Ábrego entrou para o governo de Mulino após uma longa carreira militar, e é formado pelo Instituto do Hemisfério Ocidental para a Cooperação em Segurança, mais conhecido como Escola das Américas, uma escola do Departamento de Defesa dos Estados Unidos, que tem a reputação de treinar estadistas repressivos de vários países latino-americanos. Ábrego, que um jornal apelidou de “czar de Darién”, representa a típica postura anti-imigração da direita panamenha no governo e nas forças armadas.
A forma como Mulino planeja “fechar” o Darién, em termos práticos, é controversa. Porém, o novo governo já tomou medidas para bloquear várias rotas identificadas na selva. Em um comunicado oficial, o SENAFRONT especificou o uso de barreiras perimetrais de arame farpado para impedir o acesso a determinadas rotas e direcionar os imigrantes para gargalos, onde as forças de segurança podem detê-los.
Alguns que criticam as consequências humanitárias potencialmente graves da estratégia de Mulino propuseram abordagens alternativas para a crise migratória. O presidente colombiano Gustavo Petro, um dos principais críticos do plano, tuitou em 9 de junho:
Los alambres de púas en la selva somo traerán ahogados en el mar.
La migración se frena quitando bloqueos económicos y mejorando la economía del sur https://t.co/1EFya16cn0
— Gustavo Petro (@petrogustavo) July 9, 2024
O arame farpado na selva levará ao afogamento de pessoas no mar.
A imigração pode ser contida com a remoção dos bloqueios econômicos e a melhoria da economia no sul.
A Defensoria Pública da Colômbia também criticou as medidas de Mulino. O ombudsman Julio Luis Balanta disse:
Hemos reiterado a las autoridades nacionales y locales, la necesidad de tomar medidas urgentes y activar mesas de gestión migratoria con un enfoque humanitario. La materialización de las restricciones en el Tapón del Darién podrían desencadenar un crisis de salud pública.
Reiteramos às autoridades nacionais e locais a necessidade de tomar medidas urgentes e acionar mecanismos de gerenciamento da imigração com base em uma abordagem humanitária. A imposição de restrições no Tampão de Darién poderia desencadear uma crise de saúde pública.
Um dos motivos pelos quais as autoridades da Colômbia criticam os planos de Mulino é que, se ele conseguir bloquear o acesso ao Panamá através do Darién, um fluxo de imigrantes poderá se acumular no lado colombiano da fronteira, representando ameaças à segurança local.

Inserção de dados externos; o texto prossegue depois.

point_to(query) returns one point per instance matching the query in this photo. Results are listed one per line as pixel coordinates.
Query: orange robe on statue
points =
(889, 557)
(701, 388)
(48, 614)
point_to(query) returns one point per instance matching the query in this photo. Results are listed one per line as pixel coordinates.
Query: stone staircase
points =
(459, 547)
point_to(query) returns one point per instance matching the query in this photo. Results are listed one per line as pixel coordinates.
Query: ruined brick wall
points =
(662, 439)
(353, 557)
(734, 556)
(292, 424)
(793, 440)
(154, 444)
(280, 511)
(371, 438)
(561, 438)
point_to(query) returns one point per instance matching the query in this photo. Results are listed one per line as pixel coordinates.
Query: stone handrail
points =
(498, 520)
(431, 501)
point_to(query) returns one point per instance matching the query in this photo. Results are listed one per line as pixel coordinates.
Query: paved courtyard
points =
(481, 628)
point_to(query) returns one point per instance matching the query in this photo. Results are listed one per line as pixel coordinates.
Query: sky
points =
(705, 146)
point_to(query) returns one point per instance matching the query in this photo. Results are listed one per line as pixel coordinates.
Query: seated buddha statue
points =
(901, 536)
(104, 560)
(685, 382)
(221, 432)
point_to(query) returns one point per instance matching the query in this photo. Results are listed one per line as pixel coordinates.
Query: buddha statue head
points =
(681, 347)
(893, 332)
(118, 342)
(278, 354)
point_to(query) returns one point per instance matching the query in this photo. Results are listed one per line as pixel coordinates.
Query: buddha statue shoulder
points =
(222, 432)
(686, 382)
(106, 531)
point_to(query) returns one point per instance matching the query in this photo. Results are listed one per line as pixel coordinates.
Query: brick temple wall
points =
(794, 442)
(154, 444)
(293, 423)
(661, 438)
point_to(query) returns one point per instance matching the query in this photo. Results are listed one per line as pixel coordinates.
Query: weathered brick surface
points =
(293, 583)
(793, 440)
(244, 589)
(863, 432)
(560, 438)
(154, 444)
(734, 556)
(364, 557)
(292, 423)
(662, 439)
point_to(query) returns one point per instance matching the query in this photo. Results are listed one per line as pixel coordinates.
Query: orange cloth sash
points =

Apesar das recentes medidas de Mulino para cortar o acesso a várias rotas de imigração através do Darién, alguns especialistas acreditam que o plano de “fechá-lo” por completo é inviável. Por exemplo, Diego Chavez-González, do Instituto de Política Migratória da América Latina e do Caribe, ressalta que “para cada área fechada, outras três podem aparecer silenciosamente”.
Dadas as taxas crescentes de imigração pelo Tampão de Darién, assim como a relutância política das autoridades colombianas e as preocupações dos observadores internacionais de direitos humanos, não se sabe se Mulino conseguirá implementar seu ambicioso plano. O que está claro, entretanto, é que os imigrantes que não têm para onde ir continuarão a chegar.